B. Tantangan dan Hambatan Pondok Pesantren dalam Menerapkan Strategi Pemasaran

Perlu disadari bahwa setiap lembaga pendidikan, termasuk pondok pesantren, pasti menghadapi berbagai tantangan dalam menjalankan strategi pemasaran. Pondok Pesantren Darut Taqwa Ponorogo, dalam usahanya untuk meningkatkan jumlah santri, tidak luput dari berbagai hambatan yang perlu diatasi. Tantangan ini mencakup aspek internal maupun eksternal, mulai dari keterbatasan sumber daya hingga persaingan dengan lembaga pendidikan lainnya. Dengan memahami dan mengidentifikasi tantangan tersebut, pondok pesantren dapat merumuskan strategi pemasaran yang lebih efektif dan berkelanjutan.

Pondok Pesantren Darut Taqwa menghadapi sejumlah tantangan dan hambatan dalam menerapkan strategi pemasaran untuk meningkatkan jumlah santri. Salah satu tantangan utama adalah lokasi terpisah antara santri putra di Kecamatan Jenangan dan santri putri di Kecamatan Bungkal, yang menyulitkan koordinasi pemasaran yang konsisten dan efektif di kedua tempat. Persaingan dengan pesantren lain di sekitar area juga menjadi tantangan, di mana sulit untuk membedakan diri di antara banyaknya pilihan pesantren. Selain itu, terdapat perubahan preferensi pendidikan, di mana tren pendidikan modern lebih menarik bagi sebagian masyarakat, sehingga pesantren perlu bekerja ekstra untuk meyakinkan calon santri tentang relevansi pendidikan pesantren di era saat ini. Keterbatasan sumber daya juga menjadi hambatan, seperti dana, tenaga pengajar berkualitas, dan fasilitas modern, yang membuat pesantren sulit bersaing dengan lembaga pendidikan lain yang lebih besar. Kesenjangan digital adalah tantangan lain, dengan kurangnya kehadiran online dan penggunaan teknologi dalam pemasaran, sehingga sulit menjangkau calon santri yang kini lebih banyak mencari informasi secara daring. Ada juga stigma dan miskonsepsi di masyarakat tentang pesantren, yang memerlukan upaya edukasi ekstra untuk mengubah persepsi negatif tersebut.
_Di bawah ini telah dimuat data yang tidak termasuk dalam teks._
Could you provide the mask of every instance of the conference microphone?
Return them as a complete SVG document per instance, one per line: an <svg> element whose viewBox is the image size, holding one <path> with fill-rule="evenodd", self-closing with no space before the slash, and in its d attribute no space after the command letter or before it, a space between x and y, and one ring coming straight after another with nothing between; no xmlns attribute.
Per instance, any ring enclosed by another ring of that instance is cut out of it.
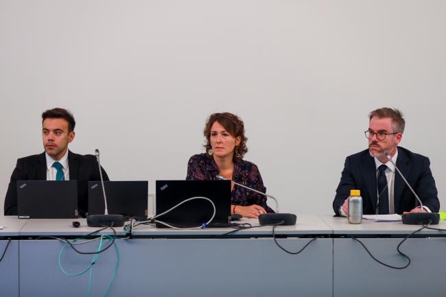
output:
<svg viewBox="0 0 446 297"><path fill-rule="evenodd" d="M393 162L390 154L388 152L384 152L384 155L387 159L390 161L392 164L393 164L393 166L395 167L395 169L399 174L401 178L403 178L404 182L406 182L406 185L407 185L409 189L410 189L412 193L413 193L413 194L415 195L415 198L418 200L418 202L420 204L420 210L421 211L423 211L423 208L421 200L419 198L419 197L418 197L418 195L416 195L415 191L414 191L412 187L410 187L410 185L409 185L409 182L407 181L404 176L403 176L401 171L399 171L399 169L397 167L397 165ZM403 215L401 216L401 219L403 220L403 224L408 225L438 225L440 222L440 215L436 213L406 213L406 215Z"/></svg>
<svg viewBox="0 0 446 297"><path fill-rule="evenodd" d="M95 155L99 166L99 174L101 176L101 184L102 185L102 193L104 193L104 204L105 211L104 215L93 215L86 217L86 224L89 227L122 227L124 226L124 217L121 215L109 215L107 208L107 198L105 194L105 187L104 187L104 178L102 178L102 170L101 162L99 158L99 150L95 150Z"/></svg>
<svg viewBox="0 0 446 297"><path fill-rule="evenodd" d="M297 218L296 217L296 215L292 213L279 213L279 202L277 202L277 199L276 199L274 196L271 195L268 195L263 192L261 192L260 191L257 191L255 189L250 188L249 187L246 187L238 182L235 182L232 180L228 180L227 178L222 176L217 176L217 178L220 178L220 180L231 180L231 182L233 182L235 185L237 185L237 186L240 186L243 188L248 189L248 190L253 191L255 193L258 193L266 197L269 197L270 198L274 200L274 202L276 202L277 213L263 213L261 215L259 215L259 223L261 225L274 225L274 224L279 224L282 222L283 222L283 224L281 224L281 225L282 226L292 226L296 224L296 219Z"/></svg>

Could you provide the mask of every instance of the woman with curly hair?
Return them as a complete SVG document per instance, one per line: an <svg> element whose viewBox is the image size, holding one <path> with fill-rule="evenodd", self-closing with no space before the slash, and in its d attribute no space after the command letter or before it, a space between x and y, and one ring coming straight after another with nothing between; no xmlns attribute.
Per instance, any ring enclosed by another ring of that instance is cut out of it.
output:
<svg viewBox="0 0 446 297"><path fill-rule="evenodd" d="M187 164L187 180L214 180L217 176L246 185L263 193L266 191L257 167L243 160L248 152L244 125L237 116L229 112L211 115L204 126L206 153L193 155ZM244 217L258 217L272 213L266 205L266 197L231 185L231 213Z"/></svg>

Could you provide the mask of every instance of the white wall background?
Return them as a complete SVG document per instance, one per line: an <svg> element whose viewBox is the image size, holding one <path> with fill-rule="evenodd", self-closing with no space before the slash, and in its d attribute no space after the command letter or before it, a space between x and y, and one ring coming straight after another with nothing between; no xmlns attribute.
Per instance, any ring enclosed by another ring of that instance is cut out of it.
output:
<svg viewBox="0 0 446 297"><path fill-rule="evenodd" d="M44 110L71 110L71 150L150 192L185 178L207 117L230 111L281 211L332 213L385 106L445 210L445 15L430 0L0 0L0 204L16 159L43 152Z"/></svg>

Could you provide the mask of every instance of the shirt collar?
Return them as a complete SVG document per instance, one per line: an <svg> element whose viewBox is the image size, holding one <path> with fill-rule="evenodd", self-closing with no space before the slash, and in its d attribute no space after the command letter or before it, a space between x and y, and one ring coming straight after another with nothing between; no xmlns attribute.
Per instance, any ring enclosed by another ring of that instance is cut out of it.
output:
<svg viewBox="0 0 446 297"><path fill-rule="evenodd" d="M397 164L397 158L398 157L398 148L397 147L397 152L395 152L395 154L392 157L392 161L393 161L394 163ZM383 164L385 164L386 166L387 166L392 171L395 172L395 167L393 164L392 164L392 162L390 161L387 161L385 163L383 163L381 162L377 157L373 158L375 159L375 166L376 167L377 170L378 169L378 167L381 166Z"/></svg>
<svg viewBox="0 0 446 297"><path fill-rule="evenodd" d="M52 158L47 152L45 152L45 156L47 159L47 169L49 169L51 167L53 167L53 164L54 164L54 162L56 162L56 160ZM68 150L67 150L67 152L65 152L65 154L63 155L62 158L60 158L60 160L59 160L58 162L59 162L60 164L62 164L62 166L64 167L64 169L68 168Z"/></svg>

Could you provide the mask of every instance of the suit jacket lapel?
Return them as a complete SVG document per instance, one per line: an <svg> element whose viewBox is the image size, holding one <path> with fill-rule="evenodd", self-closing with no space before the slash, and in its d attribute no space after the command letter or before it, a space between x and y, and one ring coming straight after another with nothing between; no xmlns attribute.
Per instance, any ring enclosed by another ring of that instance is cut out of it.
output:
<svg viewBox="0 0 446 297"><path fill-rule="evenodd" d="M45 157L45 152L38 155L37 180L47 180L47 158Z"/></svg>
<svg viewBox="0 0 446 297"><path fill-rule="evenodd" d="M76 156L69 150L68 151L68 167L70 172L70 180L76 180L78 179L79 161Z"/></svg>
<svg viewBox="0 0 446 297"><path fill-rule="evenodd" d="M410 164L408 156L401 150L398 150L398 158L397 158L397 166L399 168L401 174L407 179L410 173ZM399 173L395 169L395 189L393 189L393 204L395 208L395 213L399 213L399 202L401 199L403 190L406 187L406 182L403 180Z"/></svg>
<svg viewBox="0 0 446 297"><path fill-rule="evenodd" d="M367 185L373 209L376 209L377 190L376 189L376 165L375 165L375 160L367 152L367 154L364 156L362 161L364 163L361 167L361 171Z"/></svg>

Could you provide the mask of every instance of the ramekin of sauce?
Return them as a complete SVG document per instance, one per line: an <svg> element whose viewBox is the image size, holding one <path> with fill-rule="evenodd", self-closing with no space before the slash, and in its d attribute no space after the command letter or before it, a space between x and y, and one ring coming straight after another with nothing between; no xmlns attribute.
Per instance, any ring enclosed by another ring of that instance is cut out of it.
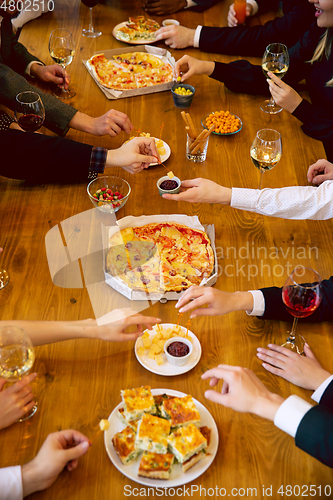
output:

Selain itu, keterbatasan jaringan alumni mengurangi potensi promosi melalui word-of-mouth marketing yang efektif. Kurikulum dan program pendidikan yang harus menyeimbangkan antara pendidikan agama dan keterampilan modern juga menjadi tantangan, terutama untuk meyakinkan orang tua bahwa pendidikan di pesantren tetap relevan. Di sisi lain, infrastruktur dan fasilitas yang terbatas membuat pesantren kurang menarik bagi calon santri yang mencari lingkungan belajar dengan fasilitas lengkap. Kurangnya strategi pemasaran modern menghambat pesantren dalam menjangkau dan menarik minat calon santri. Isu keamanan dan kesehatan, terutama pasca pandemi, menjadi perhatian besar bagi orang tua, sehingga pesantren perlu meyakinkan mereka tentang protokol yang diterapkan. Terakhir, keterbatasan program ekstrakurikuler dibandingkan dengan sekolah umum juga menyulitkan pesantren dalam menarik minat calon santri yang ingin mengembangkan bakat di luar pendidikan agama. Untuk mengatasi tantangan dan hambatan ini, Pondok Pesantren Darut Taqwa mengembangkan strategi pemasaran yang komprehensif, memanfaatkan teknologi digital, memperkuat jaringan alumni, meningkatkan kualitas pendidikan dan fasilitas, serta aktif mengedukasi masyarakat tentang nilai-nilai dan keunggulan pendidikan pesantren di era modern.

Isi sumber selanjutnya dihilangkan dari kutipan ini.